Clare Rewcastle Brown, an activist journalist who runs a website and radio station fiercely critical of chief minister of the Malaysian state of Sarawak, Taib Mahmud, said she was deported to Singapore on arrival at the airport yesterday.

Brown, who this year won an award from the International Press Institute for her work, said she arrived at Sarawak's Kuching International Airport from Singapore and was issued a notice of refusal of entry by immigration authorities.
 

Brown said she wanted to enter the state to meet her lawyers regarding a lawsuit that had been filed against her in a High Court in Kuching, the state capital, in May.

The activist journalist, who was born in Sarawak but lives in Britain, said the suit was brought by "a transnational corporation that is on the British and European stock exchanges," and by powerful figures within Sarawak.

"I came in an attempt to defend myself in this case. But I was informed that I've been put on the blacklist and not allowed to enter Sarawak," she said in a video interview.

It was an abuse of power and the process of court to deny her entry, she said.
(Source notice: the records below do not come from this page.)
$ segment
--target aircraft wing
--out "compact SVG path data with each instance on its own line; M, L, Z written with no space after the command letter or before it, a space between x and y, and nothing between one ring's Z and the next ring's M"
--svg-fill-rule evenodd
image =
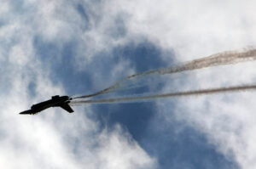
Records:
M65 104L61 104L60 105L63 110L68 111L69 113L73 113L73 109L68 105L68 104L65 103Z

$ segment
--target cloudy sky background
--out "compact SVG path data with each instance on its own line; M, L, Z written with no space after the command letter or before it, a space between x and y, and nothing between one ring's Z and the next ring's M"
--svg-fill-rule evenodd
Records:
M255 47L248 0L0 1L1 168L255 168L254 93L49 109L136 72ZM167 78L161 92L255 82L256 63ZM150 86L150 85L149 85Z

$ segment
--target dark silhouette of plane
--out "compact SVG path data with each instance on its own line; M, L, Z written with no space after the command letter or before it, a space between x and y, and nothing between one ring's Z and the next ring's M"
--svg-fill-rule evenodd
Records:
M50 107L61 107L65 110L68 111L69 113L73 113L73 110L72 108L68 105L70 103L70 100L72 100L72 98L68 96L52 96L51 99L41 102L37 104L33 104L31 106L31 110L22 111L20 114L20 115L35 115L37 113L39 113L40 111L46 110Z

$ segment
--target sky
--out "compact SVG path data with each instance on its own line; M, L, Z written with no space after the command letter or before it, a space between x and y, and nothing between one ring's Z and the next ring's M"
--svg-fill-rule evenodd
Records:
M1 0L0 168L254 169L254 92L19 112L53 95L90 94L134 73L253 48L255 3ZM254 83L255 65L167 75L157 89ZM132 92L155 92L148 82ZM112 96L120 94L129 93Z

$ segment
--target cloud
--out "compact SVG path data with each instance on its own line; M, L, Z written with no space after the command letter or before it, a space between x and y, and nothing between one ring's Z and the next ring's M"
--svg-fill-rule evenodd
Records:
M155 159L125 131L101 131L97 121L86 116L92 113L90 107L84 109L85 115L82 108L77 108L80 114L75 115L58 109L36 116L18 115L32 103L66 93L62 84L50 79L51 70L44 67L35 39L57 44L57 55L51 56L55 60L61 59L60 49L66 43L86 42L79 38L83 24L79 23L83 21L76 2L4 1L0 13L6 17L0 19L0 167L111 168L120 164L119 168L156 167ZM91 38L97 38L94 35ZM122 67L117 65L115 70Z

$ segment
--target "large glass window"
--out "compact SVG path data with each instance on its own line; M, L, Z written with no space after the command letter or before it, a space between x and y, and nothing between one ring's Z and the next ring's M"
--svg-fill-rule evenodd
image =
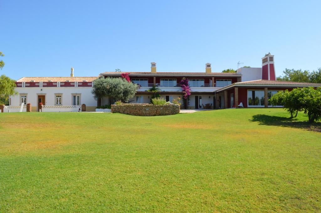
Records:
M264 106L264 91L248 90L247 99L248 106Z
M230 84L232 84L232 80L231 79L217 79L216 86L223 87Z
M176 86L177 84L176 79L161 79L160 86Z
M144 98L143 95L137 95L136 96L136 103L143 103L144 102Z
M132 79L132 82L134 84L137 84L141 86L148 86L148 80L147 79L140 79L138 78Z
M193 87L204 86L204 79L189 79L188 85Z
M269 100L273 95L277 93L279 91L267 91L267 100ZM268 101L269 106L272 106L272 104L269 101Z
M56 105L61 105L61 95L56 95Z
M273 95L275 95L278 92L277 91L269 90L267 91L268 100L271 98ZM248 105L251 106L264 106L264 90L248 90L247 100ZM272 104L268 101L268 105L271 106Z
M79 106L80 105L80 95L73 95L73 105L74 106Z
M27 104L27 95L20 95L20 105L22 103L24 104Z

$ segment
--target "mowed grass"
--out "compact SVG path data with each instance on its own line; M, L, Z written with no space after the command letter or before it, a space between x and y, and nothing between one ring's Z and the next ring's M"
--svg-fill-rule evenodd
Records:
M321 126L239 109L0 114L0 212L321 211Z

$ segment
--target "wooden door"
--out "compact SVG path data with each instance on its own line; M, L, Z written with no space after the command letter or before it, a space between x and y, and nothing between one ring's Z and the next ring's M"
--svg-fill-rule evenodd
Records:
M40 103L42 103L43 105L46 105L46 96L45 95L38 95L38 104Z

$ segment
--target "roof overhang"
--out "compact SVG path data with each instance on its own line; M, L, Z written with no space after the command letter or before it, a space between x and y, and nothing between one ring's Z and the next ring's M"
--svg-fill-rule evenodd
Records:
M238 75L195 75L195 74L131 74L130 72L128 73L129 74L128 75L129 76L152 76L152 77L156 77L156 76L182 76L183 77L185 77L186 76L193 76L193 77L241 77L242 75L238 74ZM106 74L106 73L100 73L100 76L120 76L120 74Z
M237 84L235 83L232 84L230 85L227 86L225 87L222 87L221 89L219 89L216 90L216 92L219 92L224 90L232 88L234 87L246 87L248 88L256 88L256 87L285 87L287 88L297 88L298 87L321 87L320 85L277 85L274 84Z

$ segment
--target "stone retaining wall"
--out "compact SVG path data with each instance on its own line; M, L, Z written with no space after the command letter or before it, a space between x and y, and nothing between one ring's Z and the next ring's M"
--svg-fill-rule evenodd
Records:
M147 104L125 104L111 105L112 112L139 116L174 115L179 113L179 105L172 104L154 105Z

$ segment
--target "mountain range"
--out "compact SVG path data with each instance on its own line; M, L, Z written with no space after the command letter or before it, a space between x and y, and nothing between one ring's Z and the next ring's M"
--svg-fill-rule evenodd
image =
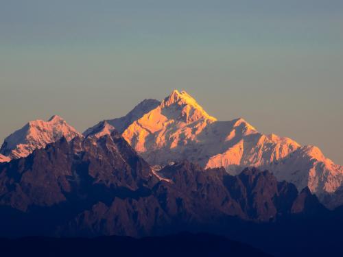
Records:
M342 203L335 192L343 183L343 167L319 148L265 135L241 118L217 121L191 96L176 90L162 101L145 99L127 115L101 121L83 135L58 116L31 121L5 139L0 162L25 157L62 137L99 137L114 130L156 170L185 159L204 169L224 167L231 175L255 167L294 184L298 191L307 186L331 208Z
M343 253L342 166L217 121L184 91L82 134L56 115L30 121L0 154L0 236L206 232L279 256Z

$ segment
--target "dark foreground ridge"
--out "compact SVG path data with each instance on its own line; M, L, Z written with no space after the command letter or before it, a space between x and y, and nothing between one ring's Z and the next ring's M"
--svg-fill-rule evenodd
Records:
M27 237L0 239L2 256L271 256L248 245L210 234L181 233L145 237L95 238Z

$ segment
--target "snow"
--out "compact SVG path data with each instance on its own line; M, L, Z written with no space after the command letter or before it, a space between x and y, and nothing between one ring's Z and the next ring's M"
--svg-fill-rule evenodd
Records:
M25 157L34 149L44 148L62 137L71 140L75 136L82 136L63 119L54 115L47 121L39 119L29 121L8 136L5 138L0 154L9 158Z
M174 90L122 135L152 165L187 158L205 168L224 167L231 174L255 166L317 193L333 192L343 182L342 167L318 147L265 135L242 118L219 121L185 91Z

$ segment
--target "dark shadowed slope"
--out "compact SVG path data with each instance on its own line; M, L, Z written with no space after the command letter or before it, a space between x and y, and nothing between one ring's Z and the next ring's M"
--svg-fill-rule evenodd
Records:
M271 256L248 245L209 234L182 233L135 239L103 236L95 238L23 238L0 239L2 254L16 256Z

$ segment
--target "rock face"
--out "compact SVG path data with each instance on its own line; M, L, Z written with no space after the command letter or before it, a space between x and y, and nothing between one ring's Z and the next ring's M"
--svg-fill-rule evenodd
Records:
M320 196L342 184L343 167L325 158L318 147L264 135L243 119L219 121L185 91L174 90L160 104L154 101L149 106L139 112L141 115L128 114L139 118L125 119L120 128L152 165L187 158L204 168L224 167L233 175L257 167L272 171L279 181L294 183L299 191L307 186Z
M49 121L36 120L29 122L21 129L8 136L0 149L1 160L9 161L27 156L34 149L44 148L47 144L64 137L71 140L80 136L73 127L61 117L54 115Z
M150 235L234 217L268 221L305 213L303 203L316 199L256 169L233 176L184 161L157 175L116 131L62 138L0 164L0 234Z

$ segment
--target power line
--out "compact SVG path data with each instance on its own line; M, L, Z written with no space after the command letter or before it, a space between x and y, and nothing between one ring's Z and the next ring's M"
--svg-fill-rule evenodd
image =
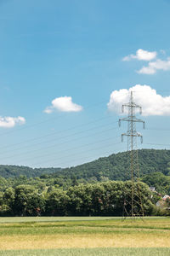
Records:
M104 126L104 125L101 125L101 126ZM88 131L92 131L92 130L94 130L94 129L96 129L96 127L94 127L94 128L93 128L93 129L88 129ZM116 128L116 127L111 127L111 128L110 128L110 129L104 130L104 131L99 131L99 132L95 132L94 134L92 134L92 135L101 134L101 133L103 133L103 132L106 132L106 131L112 131L112 130L114 130L114 129L117 129L117 128ZM85 131L87 131L87 130L86 130ZM75 133L75 134L73 134L73 135L77 135L77 134L80 134L80 133L82 133L82 132L84 132L84 131L81 131L81 132L78 132L78 133ZM60 137L60 138L61 138L61 139L62 139L62 138L65 138L65 137L67 138L67 137L72 137L73 135L67 136L67 137ZM64 142L64 143L61 143L54 144L54 145L46 147L45 149L47 149L47 148L52 148L57 147L57 146L60 146L60 145L68 143L70 143L70 142L73 142L73 141L76 141L76 140L80 140L80 139L84 138L84 137L92 137L92 135L90 135L90 136L81 137L79 137L79 138L72 139L72 140L66 141L66 142ZM53 141L54 141L54 140L53 140ZM31 145L31 146L32 146L32 145ZM20 150L20 148L18 148L18 150L19 150L19 149ZM28 154L30 154L30 153L34 153L34 152L37 152L37 151L40 151L40 150L42 150L42 149L44 149L44 148L37 148L37 149L33 149L33 150L31 150L31 151L24 152L24 153L21 153L21 154L14 154L14 155L12 155L12 156L10 155L10 156L7 156L7 157L3 157L3 158L2 158L2 160L17 157L18 155L20 156L20 155ZM13 151L12 151L12 152L13 152ZM36 157L38 157L38 156L37 155ZM42 154L41 154L41 157L42 157ZM1 160L1 159L0 159L0 160Z

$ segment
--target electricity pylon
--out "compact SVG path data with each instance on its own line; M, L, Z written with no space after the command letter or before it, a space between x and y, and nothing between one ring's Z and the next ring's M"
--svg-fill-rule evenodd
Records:
M133 91L130 91L129 102L122 105L122 113L125 108L128 110L128 116L120 119L119 125L121 125L121 121L128 122L128 132L122 134L122 141L123 141L124 136L128 137L128 160L130 161L128 176L131 177L131 183L128 183L129 188L125 188L123 191L123 218L131 217L133 220L136 218L144 217L137 150L137 138L140 137L142 143L143 137L137 132L136 123L143 123L143 128L144 129L144 121L136 118L136 109L139 109L141 114L142 108L133 102Z

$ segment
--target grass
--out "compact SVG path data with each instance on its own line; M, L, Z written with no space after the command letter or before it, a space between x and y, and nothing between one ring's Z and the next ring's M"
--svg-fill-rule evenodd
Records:
M0 251L1 256L167 256L169 248L93 248Z
M3 256L170 255L169 241L169 218L0 218Z

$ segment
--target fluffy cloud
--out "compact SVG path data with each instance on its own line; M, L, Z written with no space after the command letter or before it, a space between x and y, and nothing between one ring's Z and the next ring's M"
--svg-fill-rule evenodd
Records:
M24 125L26 123L25 118L18 116L16 118L6 116L0 116L0 127L3 128L12 128L16 125Z
M79 112L82 110L82 107L72 102L71 96L63 96L55 98L52 101L52 105L46 108L45 113L49 113L54 110L62 112Z
M143 115L170 115L170 96L162 96L150 86L140 84L112 91L108 109L121 113L122 105L129 102L130 91L133 91L134 102L142 107Z
M167 58L167 61L157 59L156 61L150 61L148 66L143 67L138 73L153 74L156 73L157 70L170 70L170 58Z
M136 51L136 55L129 55L122 59L123 61L128 61L133 59L137 59L139 61L151 61L156 57L156 51L147 51L142 49L139 49Z

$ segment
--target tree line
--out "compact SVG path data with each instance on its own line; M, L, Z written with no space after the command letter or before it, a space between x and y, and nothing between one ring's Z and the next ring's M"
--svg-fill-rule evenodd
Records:
M139 184L144 214L155 214L149 187L143 183ZM33 186L22 184L0 192L0 215L122 216L125 196L130 194L130 181L79 184L66 190L51 188L41 193Z

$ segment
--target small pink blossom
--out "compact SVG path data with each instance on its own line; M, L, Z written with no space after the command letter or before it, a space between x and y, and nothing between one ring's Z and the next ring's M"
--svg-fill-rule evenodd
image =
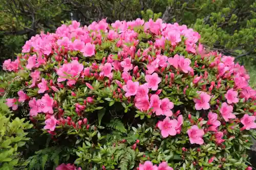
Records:
M46 126L44 127L45 129L49 129L51 131L54 131L55 129L57 119L54 116L51 116L45 122Z
M143 164L140 164L139 170L158 170L156 165L153 165L152 162L146 161Z
M158 77L156 73L154 73L152 75L147 75L145 76L145 80L147 82L146 85L151 88L152 90L156 90L158 88L158 84L161 82L161 78Z
M35 83L40 78L40 71L36 70L30 74L30 77L32 77L32 84L29 86L30 88L34 87Z
M245 114L241 119L241 122L244 125L243 128L246 130L256 128L255 119L254 116L249 116L248 114Z
M16 110L18 108L18 105L15 104L17 102L16 99L7 99L6 105L9 107L11 107L12 110Z
M204 135L203 129L200 129L197 126L193 125L187 130L187 133L191 144L203 144L204 143L204 140L202 138Z
M171 109L174 108L174 105L173 102L170 102L168 98L164 98L161 102L161 108L156 110L157 115L165 115L166 116L172 116L173 112Z
M28 59L28 64L26 66L26 67L28 69L31 69L34 67L36 64L36 56L33 55L32 56L29 57Z
M35 98L29 102L29 106L30 107L29 114L31 116L36 116L38 114L37 105L36 105L36 100Z
M150 107L153 109L154 112L160 109L161 100L157 94L153 94L150 97Z
M131 76L129 72L123 72L122 73L122 79L126 82L129 80L132 80L132 76Z
M217 132L214 134L215 136L215 141L218 144L220 144L225 141L225 139L222 139L223 137L223 132Z
M233 107L231 105L228 105L226 102L222 103L221 108L220 109L223 118L225 121L228 122L230 118L235 118L237 117L234 114L232 113L233 111Z
M39 90L37 91L38 93L42 93L49 90L49 87L47 86L47 81L44 78L42 79L41 82L39 83L37 86L39 87Z
M131 63L131 58L126 58L123 61L121 62L121 65L123 67L124 71L128 71L133 69L133 64Z
M193 99L196 104L195 108L196 110L207 110L210 108L209 102L210 100L210 96L206 93L202 91L198 91L199 94L199 99Z
M148 88L145 85L142 84L139 86L137 90L136 97L139 98L148 96Z
M179 68L185 73L187 73L192 69L190 66L191 61L188 58L184 58L183 56L180 56L178 61Z
M238 92L237 91L233 90L233 89L227 90L227 93L225 94L225 98L227 99L227 102L229 104L232 103L237 103L239 101L237 98Z
M92 44L90 42L86 44L84 50L83 51L83 55L86 57L91 57L95 54L95 45Z
M148 96L137 99L135 102L135 107L141 111L148 111L150 108L150 105Z
M185 73L187 73L193 70L190 66L190 60L188 58L184 58L183 56L179 56L178 54L175 55L173 58L169 58L168 62L175 68L179 68Z
M176 44L181 41L180 33L176 30L170 30L168 32L167 39L170 41L172 45L175 46Z
M177 134L175 128L178 124L176 119L170 120L169 117L166 117L163 121L158 123L158 126L161 131L161 134L164 138L168 136L175 136Z
M45 94L41 99L36 101L37 106L37 111L38 113L44 112L45 113L53 113L52 107L53 106L53 99L49 96L48 94Z
M170 167L168 165L168 163L166 162L162 162L159 164L158 166L158 170L173 170L172 167Z
M179 134L181 131L181 125L183 124L183 116L182 115L180 115L178 116L177 118L178 123L177 124L176 127L175 127L175 129L177 132L177 133Z
M19 97L18 98L18 102L19 103L24 103L29 99L29 96L23 90L18 91L18 95Z
M123 86L123 89L126 92L124 94L125 96L127 98L136 94L139 86L139 82L134 82L131 80L128 80L126 85Z
M72 43L72 46L75 51L79 51L82 52L85 50L84 42L81 41L79 39L75 40Z
M112 70L112 65L110 63L106 63L104 65L100 65L99 66L100 69L100 76L104 76L112 79L113 77L113 73L111 72Z
M216 127L221 125L221 122L218 120L218 114L210 111L208 114L208 125L212 125Z

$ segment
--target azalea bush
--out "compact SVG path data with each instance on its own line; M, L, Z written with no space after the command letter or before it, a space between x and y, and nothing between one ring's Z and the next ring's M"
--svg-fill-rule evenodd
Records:
M0 86L39 134L28 167L251 169L256 91L233 57L200 42L161 19L73 21L32 37Z
M19 150L29 139L26 132L32 125L25 118L11 118L12 113L3 100L0 100L0 169L21 167L24 163Z

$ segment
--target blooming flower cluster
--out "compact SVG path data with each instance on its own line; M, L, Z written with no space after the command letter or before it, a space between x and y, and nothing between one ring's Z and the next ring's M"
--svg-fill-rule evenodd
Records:
M125 121L140 118L154 124L156 128L150 129L165 142L161 146L176 139L172 143L186 143L189 152L207 143L224 148L234 135L256 128L256 91L248 86L249 76L233 57L207 52L200 38L186 26L161 19L111 25L102 19L84 27L73 21L54 33L32 37L16 60L4 62L4 70L26 76L17 91L11 90L6 104L13 110L28 104L31 119L44 118L43 129L53 136L62 135L59 129L68 127L74 130L72 134L82 132L79 136L84 136L88 133L83 131L103 129L101 121L128 112L133 117ZM101 111L118 103L123 111L114 116L110 111L110 117L102 119ZM95 110L100 111L98 120ZM88 118L95 125L89 125ZM157 146L154 140L144 148ZM185 148L182 151L188 152ZM220 152L209 152L213 155L209 163ZM183 153L181 159L189 155ZM192 165L199 166L198 162ZM57 168L75 167L62 164ZM166 162L158 166L150 161L139 169L173 169Z

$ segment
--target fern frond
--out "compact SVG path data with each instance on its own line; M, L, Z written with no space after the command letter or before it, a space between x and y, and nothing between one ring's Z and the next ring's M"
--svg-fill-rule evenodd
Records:
M122 133L127 133L127 130L124 127L123 124L121 122L121 120L117 118L111 120L110 123L106 125L106 127Z

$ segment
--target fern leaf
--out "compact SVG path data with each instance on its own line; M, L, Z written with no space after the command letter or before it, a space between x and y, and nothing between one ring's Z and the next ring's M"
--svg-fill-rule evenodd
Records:
M48 156L49 156L48 154L46 154L42 157L41 164L42 164L42 168L43 170L45 169L45 166L46 165L46 162L47 162Z

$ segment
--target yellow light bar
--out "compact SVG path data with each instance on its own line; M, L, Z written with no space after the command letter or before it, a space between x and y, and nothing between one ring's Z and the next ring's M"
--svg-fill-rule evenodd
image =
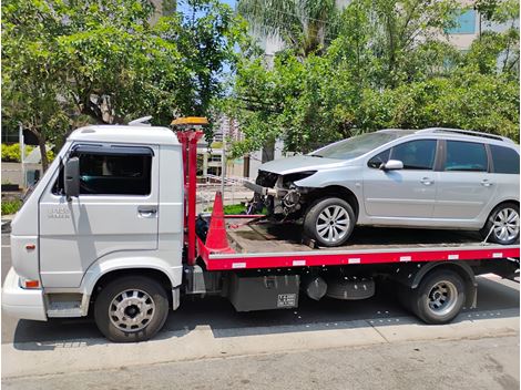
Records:
M185 116L173 120L171 124L173 126L202 126L208 124L208 120L204 116Z

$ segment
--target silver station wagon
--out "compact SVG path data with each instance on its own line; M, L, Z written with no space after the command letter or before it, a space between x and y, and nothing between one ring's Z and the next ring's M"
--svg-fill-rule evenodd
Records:
M263 164L246 186L325 247L356 225L480 230L519 239L519 145L454 129L381 130Z

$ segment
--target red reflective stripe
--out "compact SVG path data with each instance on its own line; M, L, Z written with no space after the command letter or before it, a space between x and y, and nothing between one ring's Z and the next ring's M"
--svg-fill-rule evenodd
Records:
M395 252L395 253L349 253L349 254L306 254L306 255L277 255L277 256L252 256L252 257L234 257L234 258L218 258L212 259L211 254L202 242L200 244L200 255L206 264L208 270L225 270L233 269L233 265L241 263L245 264L246 269L252 268L287 268L294 267L294 260L305 260L306 266L339 266L348 265L349 259L357 258L359 263L356 264L384 264L384 263L402 263L402 258L409 258L411 263L419 261L442 261L456 258L458 260L479 260L492 259L498 248L494 249L460 249L460 250L432 250L432 252ZM519 248L509 248L501 250L503 258L519 257Z

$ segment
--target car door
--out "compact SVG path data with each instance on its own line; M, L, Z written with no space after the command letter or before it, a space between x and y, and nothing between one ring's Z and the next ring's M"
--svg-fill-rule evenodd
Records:
M437 181L436 140L413 140L369 158L364 168L364 206L378 224L399 225L407 218L432 217ZM403 163L402 170L380 170L388 160Z
M498 186L483 143L443 142L445 162L438 183L435 218L471 220L493 198ZM458 227L458 226L454 226Z
M65 198L61 168L39 206L44 287L78 287L103 256L157 248L159 147L73 145L70 156L80 160L79 197Z

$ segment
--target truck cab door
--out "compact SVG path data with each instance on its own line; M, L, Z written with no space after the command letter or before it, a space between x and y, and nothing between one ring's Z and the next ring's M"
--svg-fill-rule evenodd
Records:
M68 158L80 160L80 195L65 198L62 166L39 205L43 287L79 287L103 256L157 249L159 153L150 145L71 146Z

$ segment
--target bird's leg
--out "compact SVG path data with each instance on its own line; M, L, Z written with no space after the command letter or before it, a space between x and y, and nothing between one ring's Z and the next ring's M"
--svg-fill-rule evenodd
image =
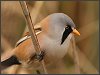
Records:
M36 70L36 73L37 73L37 74L41 74L39 70Z
M35 59L41 61L41 60L43 60L44 55L45 55L45 52L40 51L40 53L36 53Z

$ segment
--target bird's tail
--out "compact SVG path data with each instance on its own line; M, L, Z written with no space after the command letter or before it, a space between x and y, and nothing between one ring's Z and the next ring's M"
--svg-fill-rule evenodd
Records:
M15 65L15 64L21 64L16 56L14 56L14 51L15 50L12 50L12 51L7 51L6 53L4 53L2 56L1 56L1 70L4 70L12 65Z

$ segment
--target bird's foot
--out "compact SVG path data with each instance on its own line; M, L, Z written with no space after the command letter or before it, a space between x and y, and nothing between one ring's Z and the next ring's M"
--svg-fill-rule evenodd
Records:
M35 57L35 58L36 58L37 60L41 61L41 60L43 60L44 55L45 55L45 52L44 52L44 51L40 51L40 53L37 53L37 54L36 54L36 57Z

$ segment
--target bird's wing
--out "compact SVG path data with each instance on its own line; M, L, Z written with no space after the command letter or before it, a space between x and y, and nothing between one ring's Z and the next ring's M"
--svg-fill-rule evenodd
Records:
M40 30L41 29L41 26L36 25L34 28L35 28L36 35L38 35L39 33L41 33L41 30ZM26 35L24 37L22 37L16 43L16 47L13 50L7 51L4 54L2 54L2 56L1 56L1 70L5 69L5 68L7 68L7 67L9 67L11 65L14 65L14 64L21 64L17 60L18 57L21 58L21 57L24 57L25 56L25 59L26 59L29 55L34 56L34 53L35 53L34 51L35 50L34 50L34 47L30 48L32 46L31 45L32 42L31 42L31 39L30 38L31 38L31 36L30 36L29 32L27 32ZM25 43L23 43L24 41L25 41ZM30 46L27 47L27 44L28 43L30 44ZM17 55L17 53L18 53L18 55ZM18 56L18 57L16 57L16 56Z

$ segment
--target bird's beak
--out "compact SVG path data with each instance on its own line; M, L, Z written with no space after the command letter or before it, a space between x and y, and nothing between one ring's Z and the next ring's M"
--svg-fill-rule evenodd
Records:
M78 36L80 35L80 33L76 29L73 29L73 33L78 35Z

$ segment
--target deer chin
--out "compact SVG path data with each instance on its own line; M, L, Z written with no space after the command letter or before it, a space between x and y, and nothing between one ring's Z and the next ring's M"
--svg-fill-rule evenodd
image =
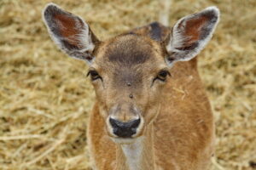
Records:
M137 141L140 140L140 139L142 139L143 136L137 136L135 138L113 138L111 137L111 139L119 144L131 144L133 143L136 143Z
She accused authorities of barring her so that she could not defend herself in the case.

"The fact that I am threatened with being turned away by the Immigration shows exactly how this country is run for the benefit of the sorts of people who are trying to sue me," Brown said.

She became a journalist, joining the BBC World Service in 1983.

Switzerland-based forest-protection group the Bruno Manser Fund called on British premier David Cameron to raise the matter personally with visiting Malayian premier Najib Razak.

Sarawak chief minister Taib has dominated the state -- a vast state on Borneo island of 2.5 million people, rich jungle habitats and powerful rivers -- since 1981.